Radicals find place in 'mainstream'
Pakistani cleric Hafiz Saeed is one of the United States' most-wanted terrorist suspects, accused over the 2008 Mumbai attacks that killed 166 people. At home, his charities are banned, as is a new Islamist political party launched by his followers.
None of that has stopped Saeed from hitting the campaign trail for Pakistan's July 25 general election, denouncing the outgoing government as "traitors" and whipping up support for the more than 200 candidates he backs.
"The politics of the American servants is coming to an end!" Saeed thundered at a rally this month in the eastern city of Lahore, where supporters showered him with rose petals.
The main race in Wednesday's vote is between the party of now-jailed former Prime Minister Nawaz Sharif and the party of former cricket star Imran Khan, perceived as the favourite of the powerful military.
But a bumper crop of ultra-Islamist groups are also contesting the poll, with the potential to reshape the political landscape of the nuclear-armed Muslim country of 208 million people with anti-Western rhetoric and calls for ever-stricter interpretation of sharia, or Islamic law.
The proliferation of religious parties appears to be a fulfilment of a proposal made by Pakistan's military to "mainstream" armed Islamists and other extremists into politics, though the parties and the army deny any links.
"The ostensible attempt to mainstream the religious right-wing is not making these parties take relatively moderate positions," said Saroop Ijaz, a lawyer for Human Rights Watch. "But rather, it's radicalising the mainstream."
Religious parties - some new, others established - are fielding more than 1,500 candidates for national and provincial assemblies, compared with a few hundred in 2013.
While Pakistan has always had Islamist parties, the new entries are notable for their alleged links to militants and their rhetorical attacks on mainstream politicians' piety or patriotism. Pakistan's three main parties all stress devotion to Islam, but the new religious parties portray them – especially the PML-N - as leading Pakistan down a Western-inspired path away from the country's Islamic values.
One new party, Tehreek-e-Labaik Pakistan, campaigns under the rallying cry "death to blasphemers" and is fielding 566 candidates. In May, a man police identified as a Labaik supporter shot and wounded then-Interior Minister Ahsan Iqbal as he left a meeting. He told interrogators Iqbal had to die because he was a blasphemer.
While Tehreek-e-Labaik is a legally registered party, other movements fielding candidates are officially banned in Pakistan but have bypassed the legal restrictions.
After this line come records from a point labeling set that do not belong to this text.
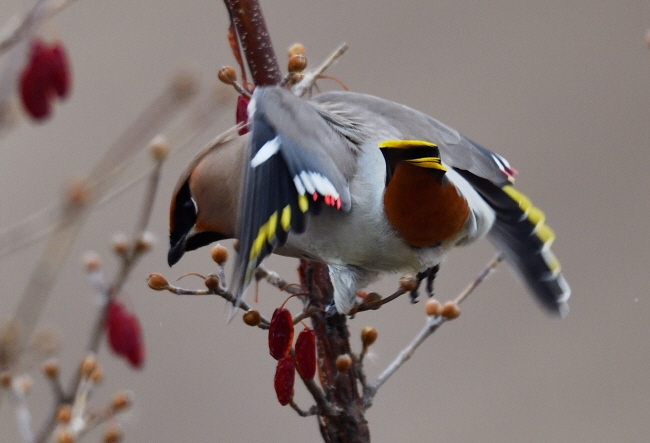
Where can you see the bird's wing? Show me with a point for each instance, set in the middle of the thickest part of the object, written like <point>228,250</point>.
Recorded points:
<point>296,163</point>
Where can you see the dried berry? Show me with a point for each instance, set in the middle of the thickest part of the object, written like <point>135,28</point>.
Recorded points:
<point>285,377</point>
<point>124,333</point>
<point>241,115</point>
<point>305,353</point>
<point>280,333</point>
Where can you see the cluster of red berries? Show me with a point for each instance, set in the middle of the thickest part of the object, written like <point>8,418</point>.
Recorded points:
<point>45,77</point>
<point>304,356</point>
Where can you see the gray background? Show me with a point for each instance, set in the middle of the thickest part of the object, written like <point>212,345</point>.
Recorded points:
<point>561,89</point>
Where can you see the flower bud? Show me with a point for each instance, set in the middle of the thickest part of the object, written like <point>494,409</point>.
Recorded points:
<point>121,400</point>
<point>297,63</point>
<point>157,282</point>
<point>227,75</point>
<point>252,317</point>
<point>432,307</point>
<point>219,254</point>
<point>450,310</point>
<point>408,282</point>
<point>51,368</point>
<point>368,336</point>
<point>343,362</point>
<point>296,49</point>
<point>88,366</point>
<point>64,414</point>
<point>212,282</point>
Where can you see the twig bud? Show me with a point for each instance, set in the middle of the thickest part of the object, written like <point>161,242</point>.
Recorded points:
<point>432,307</point>
<point>296,49</point>
<point>78,193</point>
<point>157,282</point>
<point>64,414</point>
<point>91,261</point>
<point>227,75</point>
<point>219,254</point>
<point>88,366</point>
<point>408,282</point>
<point>120,244</point>
<point>297,63</point>
<point>113,434</point>
<point>65,436</point>
<point>450,310</point>
<point>51,368</point>
<point>252,317</point>
<point>212,282</point>
<point>368,336</point>
<point>343,362</point>
<point>121,401</point>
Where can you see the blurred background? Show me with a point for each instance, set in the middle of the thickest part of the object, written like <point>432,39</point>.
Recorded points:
<point>561,89</point>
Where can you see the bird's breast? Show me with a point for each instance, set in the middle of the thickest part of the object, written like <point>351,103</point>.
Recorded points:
<point>421,208</point>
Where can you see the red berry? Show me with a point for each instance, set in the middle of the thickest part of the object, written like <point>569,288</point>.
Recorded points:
<point>285,377</point>
<point>306,353</point>
<point>241,114</point>
<point>124,333</point>
<point>45,76</point>
<point>280,333</point>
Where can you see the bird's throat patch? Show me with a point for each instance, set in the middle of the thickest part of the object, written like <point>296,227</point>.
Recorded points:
<point>424,210</point>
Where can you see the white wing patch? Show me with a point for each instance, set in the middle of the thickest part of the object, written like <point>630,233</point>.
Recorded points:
<point>269,149</point>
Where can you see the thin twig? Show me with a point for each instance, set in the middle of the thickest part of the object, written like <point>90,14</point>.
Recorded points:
<point>431,325</point>
<point>310,77</point>
<point>308,413</point>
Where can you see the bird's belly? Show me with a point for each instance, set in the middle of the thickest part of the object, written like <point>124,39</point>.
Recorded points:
<point>363,236</point>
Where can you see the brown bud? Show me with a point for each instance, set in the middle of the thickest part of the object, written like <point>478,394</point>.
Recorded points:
<point>212,282</point>
<point>297,63</point>
<point>252,317</point>
<point>64,414</point>
<point>408,282</point>
<point>343,362</point>
<point>91,261</point>
<point>219,254</point>
<point>51,368</point>
<point>78,192</point>
<point>121,400</point>
<point>65,436</point>
<point>159,148</point>
<point>97,376</point>
<point>157,282</point>
<point>120,244</point>
<point>227,75</point>
<point>88,366</point>
<point>296,49</point>
<point>432,307</point>
<point>113,434</point>
<point>450,310</point>
<point>368,336</point>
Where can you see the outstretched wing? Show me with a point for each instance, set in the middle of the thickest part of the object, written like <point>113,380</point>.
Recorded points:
<point>296,163</point>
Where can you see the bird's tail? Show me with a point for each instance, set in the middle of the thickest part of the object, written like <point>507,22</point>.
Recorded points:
<point>520,232</point>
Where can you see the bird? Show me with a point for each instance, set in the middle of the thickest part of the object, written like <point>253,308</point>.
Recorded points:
<point>366,185</point>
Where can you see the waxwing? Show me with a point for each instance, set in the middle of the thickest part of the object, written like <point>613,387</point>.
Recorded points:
<point>363,184</point>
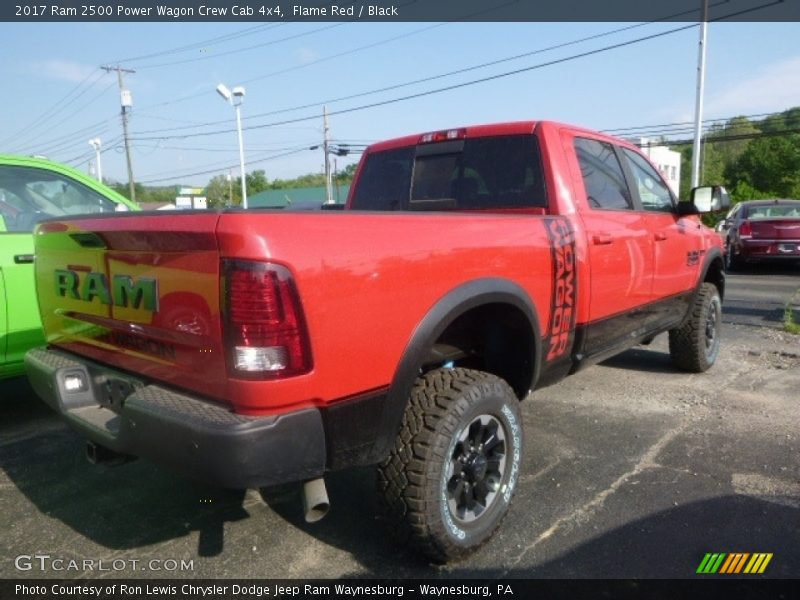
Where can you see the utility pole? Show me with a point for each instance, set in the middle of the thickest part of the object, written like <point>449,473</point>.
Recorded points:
<point>126,102</point>
<point>698,113</point>
<point>325,149</point>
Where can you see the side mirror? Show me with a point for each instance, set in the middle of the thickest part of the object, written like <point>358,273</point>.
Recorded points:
<point>710,198</point>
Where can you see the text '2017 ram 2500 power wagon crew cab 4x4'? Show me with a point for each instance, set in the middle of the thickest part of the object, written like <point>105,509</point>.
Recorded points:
<point>470,266</point>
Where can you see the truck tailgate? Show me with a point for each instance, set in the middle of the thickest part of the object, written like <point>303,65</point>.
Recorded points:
<point>138,292</point>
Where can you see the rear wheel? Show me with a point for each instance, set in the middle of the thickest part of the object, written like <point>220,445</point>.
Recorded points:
<point>694,346</point>
<point>449,479</point>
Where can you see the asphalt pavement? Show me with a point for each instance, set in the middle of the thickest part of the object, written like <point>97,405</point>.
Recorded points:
<point>631,469</point>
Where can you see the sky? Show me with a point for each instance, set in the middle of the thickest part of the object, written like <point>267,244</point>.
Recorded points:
<point>56,98</point>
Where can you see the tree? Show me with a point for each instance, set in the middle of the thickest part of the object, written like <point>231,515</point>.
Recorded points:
<point>219,190</point>
<point>770,166</point>
<point>256,182</point>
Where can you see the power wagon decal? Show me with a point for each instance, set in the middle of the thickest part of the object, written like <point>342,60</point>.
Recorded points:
<point>562,308</point>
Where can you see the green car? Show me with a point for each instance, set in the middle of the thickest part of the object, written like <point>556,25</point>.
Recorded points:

Pakistan's Election Commission this year rejected Saeed's Islamic charity's application to register a political party, the Milli Muslim League, but the group later registered candidates under the name of an existing party, Allahu Akbar Tehreek, which now campaigns with Saeed's image on its posters.
Another party, the Sunni extremist Ahl-e-Sunnat Wal Jamaat (ASWJ), is also fielding dozens of candidates under a different name, even though it is banned as the political wing of Lashkar-e-Jhangvi (LeJ), which has killed hundreds of minority Shia Muslims. The party denies links with LeJ.
A military spokesman declined to comment on religious parties. The army denies interfering in politics.
However, the military did propose "mainstreaming" militant-linked groups into politics in a 2016 National Security meeting, military and government sources have told Reuters. The plan was pitched as a way to reduce violence and extremism.
Analysts say even with the increase in candidates, Islamists are unlikely to win more than a dozen or so seats in parliament.
But that might not be the point. Pakistani author and analyst Ayesha Siddiqa, a longtime critic of the military, believes the army, tired of civilian governments challenging its grip on foreign policy and large chunks of the economy, is seeking to weaken mainstream parties.
“The military wants to alter, engineer the national discourse," Siddiqa said. "They want to build a new nationalism. They want a new identity, and that is Islamic identity."